Снова нависло молчание, потом кузнец крикнул, в голосе его, так не похожем на обычный его голос, прозвучал гнев, а возможно, и с трудом сдерживаемые рыдания:
– Но тот-то, тот, он же вам всем сумел голову заморочить!.. У него они убили сынка, это понятно, ну а Ортанс здесь при чем! Да к тому же она женщина!.. Откуда он взялся и кто он такой, этот Блондель. Может, его нам сам дьявол послал!
Бизонтена так и подмывало крикнуть: «Вы же не видели его преображенным, останавливающим бурю, со светозарным, как солнце, ликом!» Но слова эти не шли с языка. Он смотрел на опустевшее за столом место Ортанс. Ему слышалось, как Блондель говорил об их Конте, как добавлял он, что предпочитает смерть разлуке с родимым краем.
А старик все твердил свое:
– Будь я на пятнадцать лет помоложе!
Бизонтен почувствовал на себе взгляд Мари, но невидимое присутствие Блонделя и та картина, что рисовал он себе – Ортанс одна уходит вместе с Барберой, – должно быть, пересилили этот взгляд, потому что против воли он проговорил:
– Конечно, надо сделать все, чтобы ее удержать, но, если уж она решит уйти, нельзя пускать ее одну.
– Ты прав, – подхватил Пьер. – Надо пойти вместе с ней.
Крик Клодии был сродни крику раненого зверя.
– Нет!

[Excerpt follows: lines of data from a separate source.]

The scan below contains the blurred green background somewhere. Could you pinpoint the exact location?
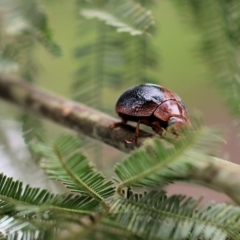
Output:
[1,0,240,200]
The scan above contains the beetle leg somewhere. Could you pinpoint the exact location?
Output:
[109,117,127,128]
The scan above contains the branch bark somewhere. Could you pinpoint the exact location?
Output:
[0,75,153,152]
[0,75,240,205]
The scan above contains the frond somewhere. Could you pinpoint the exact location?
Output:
[0,0,60,81]
[22,0,61,56]
[0,174,98,216]
[115,121,220,191]
[111,191,240,240]
[32,136,115,201]
[172,0,240,120]
[84,218,141,240]
[72,1,158,112]
[81,0,154,35]
[0,54,19,73]
[0,216,53,240]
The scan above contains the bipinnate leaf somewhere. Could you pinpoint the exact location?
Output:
[81,0,154,35]
[32,135,115,202]
[110,191,240,240]
[115,121,221,192]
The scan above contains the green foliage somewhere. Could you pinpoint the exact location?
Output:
[172,0,240,120]
[32,136,114,202]
[72,1,158,111]
[81,0,154,35]
[111,191,240,240]
[0,0,61,81]
[0,0,240,240]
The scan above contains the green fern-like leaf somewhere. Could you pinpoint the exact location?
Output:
[115,122,220,191]
[33,136,114,201]
[0,54,19,73]
[172,0,240,120]
[81,0,154,35]
[111,191,240,240]
[0,174,98,216]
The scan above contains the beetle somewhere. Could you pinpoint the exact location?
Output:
[113,83,190,143]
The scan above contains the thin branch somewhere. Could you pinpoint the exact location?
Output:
[0,75,240,205]
[0,75,153,152]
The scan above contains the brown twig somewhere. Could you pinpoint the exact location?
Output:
[0,75,240,205]
[0,75,153,152]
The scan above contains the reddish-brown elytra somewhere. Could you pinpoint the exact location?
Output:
[113,83,190,143]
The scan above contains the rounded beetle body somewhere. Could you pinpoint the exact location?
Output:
[115,83,190,142]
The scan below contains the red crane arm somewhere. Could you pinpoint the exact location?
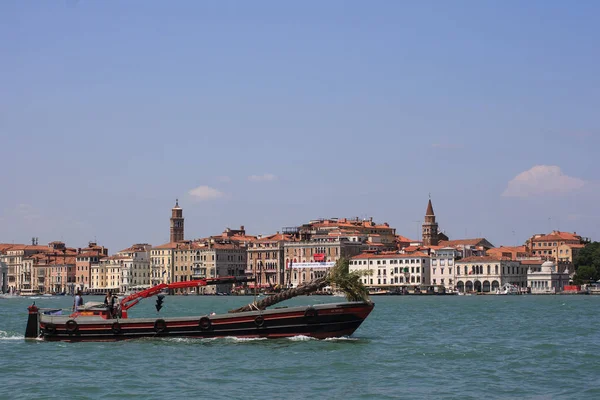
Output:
[121,276,254,311]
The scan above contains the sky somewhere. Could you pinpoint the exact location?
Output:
[0,0,600,253]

Нет! – завопила она и, вскочив, как безумная бросилась к Пьеру, он едва успел повернуться на табуретке и подхватить ее, прежде чем она упала на колени.
– Нет, не хочу, чтобы ты уезжал… Не хочу, не хочу.
Она снова прижала обе руки к животу, и лицо ее исказила судорога боли.
Когда поднялся Бизонтен, Мари тоже поднялась и подошла к нему. Вытянув обе руки, она удержала его на расстоянии, чтобы он не смог прижать ее к себе, она хотела заглянуть в самую глубину его души, проникнуть в нее взглядом. Она сурово бросила ему в лицо:
– Если ты уйдешь, то, вернувшись сюда, уже не найдешь здесь никого! Ни меня, ни детей.
– Замолчи, – сказал Бизонтен. – Не пугайся зря…
Мари обернулась к кузнецу, упершемуся локтями в край стола и робко поднявшему на нее свои глаза в красных прожилках.